With all due respect, this is a false assumption.
Obviously, a grid can contain many different vertices that have the same coordinates but do not have common edges.
The edge length is equal to zero if the coordinates of the vertices are the same and these vertices HAVE COMMON EDGES!

N.B.
It is important to keep in mind one feature of Maya when generating lists of components.
If slices cannot be used efficiently to write a list of components (because the components are single and scattered), then performance in the case of forming huge “flattened lists” (in the case of polySelectConstraint) can drop by several orders of magnitude…

I wish you all harmony, good luck and effective self-improvement!
Sorry for my bad English, it’s not my native language…

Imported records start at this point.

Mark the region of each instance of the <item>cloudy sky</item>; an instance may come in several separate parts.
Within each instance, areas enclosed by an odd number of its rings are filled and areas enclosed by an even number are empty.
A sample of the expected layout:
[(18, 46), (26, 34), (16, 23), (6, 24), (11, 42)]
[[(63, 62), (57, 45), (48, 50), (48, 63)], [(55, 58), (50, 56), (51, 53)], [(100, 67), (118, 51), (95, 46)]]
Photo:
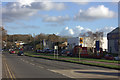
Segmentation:
[(3, 2), (2, 21), (9, 34), (78, 36), (86, 31), (110, 32), (118, 26), (113, 2)]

A mesh may have coincident points and no zero-length edges – but a mesh with no coincident points _cannot _ have zero-length edges unless somebody has manually messed with the poly list to repeat the same vertex in a polygon… which I’m not sure is possible. Whether it’s a worthwhile optimization depends a lot on the expected data: if one mesh in a hundred has zero-length edges it’s worth doing, if one of two does then maybe not so much.

@VVVSLAVA When I wrote that snippet, I poorly assumed that this was to gather a handful of zero length edges and didn’t consider that it might be used with large meshes. Thanks for the tip on using MFnSingleIndexedComponent! I wasn’t aware you could plug that in for one go, but that is great to know. As others have mentioned, it’s always best to avoid resizing arrays (especially during iteration) since memory allocation is slow. Another thing you might want do is to set the length of the int array to the count before and trim it after. Although… I just did a test and time savings appear to be negligible, 0.05 seconds.